浮腫(むくみ)の相談は主に下肢の場合が多いので、下半身の浮腫(むくみ)に
ついて考えてみたいと思います。

❶:水湿困脾
  住居の影響がかなりあります。昔水田だった所や河川敷の後などに造成され
  住宅地になった所に長年居住している。また仕事が常に湿気の多いスイミング
  教室のインストラクターなどは仕事中多量の汗を出し、その後飲料水を冷飲で
  補うことがおおいようです。(冷飲では水分が津液にならず、湿邪でのこります。)

「治法」:通陽化湿利水
「代表方剤」:胃苓湯

❷:脾胃虚生湿
  普段から元気がなく、疲れやすい、便溏(ゆるい)、舌辺歯痕、
  舌胖(むくんでいる)

「治法」:益気利水
「代表方剤」:参苓白朮散(健脾顆粒)

❸:脾陽虚水泛(すいはん)
  温かい飲み物を飲んだ時、胃までの下降感が自覚できる。

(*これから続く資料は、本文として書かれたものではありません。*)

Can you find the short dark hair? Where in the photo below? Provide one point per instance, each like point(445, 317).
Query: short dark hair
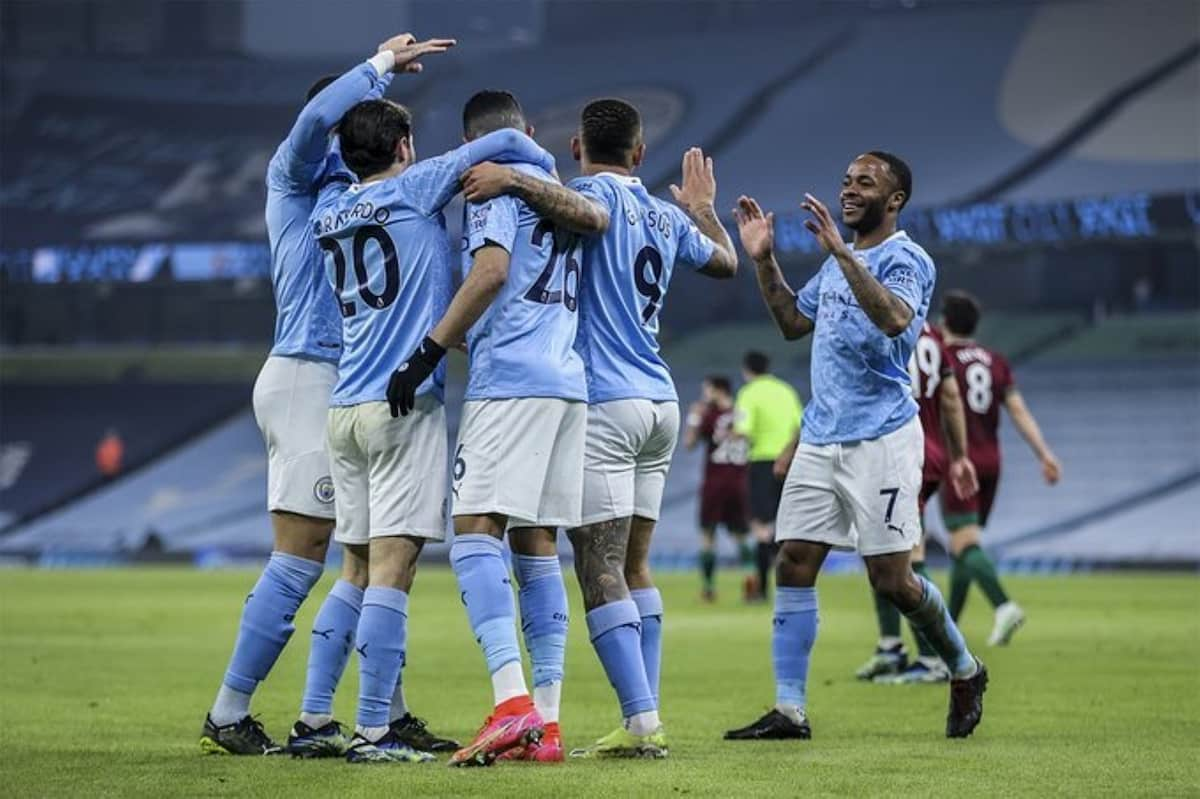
point(720, 383)
point(756, 362)
point(610, 131)
point(900, 173)
point(319, 86)
point(370, 132)
point(491, 110)
point(961, 312)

食欲不振
  舌辺歯痕、便溏(ゆるい)、下肢冷

「治法」:温脾利水
「代表方剤」:人参湯合五苓散
中医内科学では実脾飲

❹:腎陽虚水泛
  尿量減少、腰部冷痛、四肢(手足)冷、畏寒、顔色すすけて黒い、夜間尿
  お年寄りに多いです。

「治法」:温腎利水
「代表方剤」:真武湯合牛車腎気丸

❺:陰虚水泛
  尿短黄、腰膝酸軟(ようしつさんなん)、面紅潮熱、口乾咽燥、盗汗(寝汗)

「治法」:養陰利水
「代表方剤」:六味丸合猪苓湯
中医内科学では左帰飲合沢瀉・茯苓
肝腎陰虚では左帰飲合竜骨・牡蛎

実際の臨床になると結構迷うことが多いです。

特に注意しなければならないのは「経は血となし、血利せざれば則ち水となる
名づけて血分という。」金匱要略 水気病脈証併治

女性で月経不利の時よくみられる浮腫(むくみ)は瘀血がよくあります。
(益母草・沢蘭・桃仁・紅花)を加減します。

また浮腫と陽虚を関連づけてしまう習慣がありますが、陰虚によるものもかなり
あります。

補腎はいつも頭にいれておくことは大事です。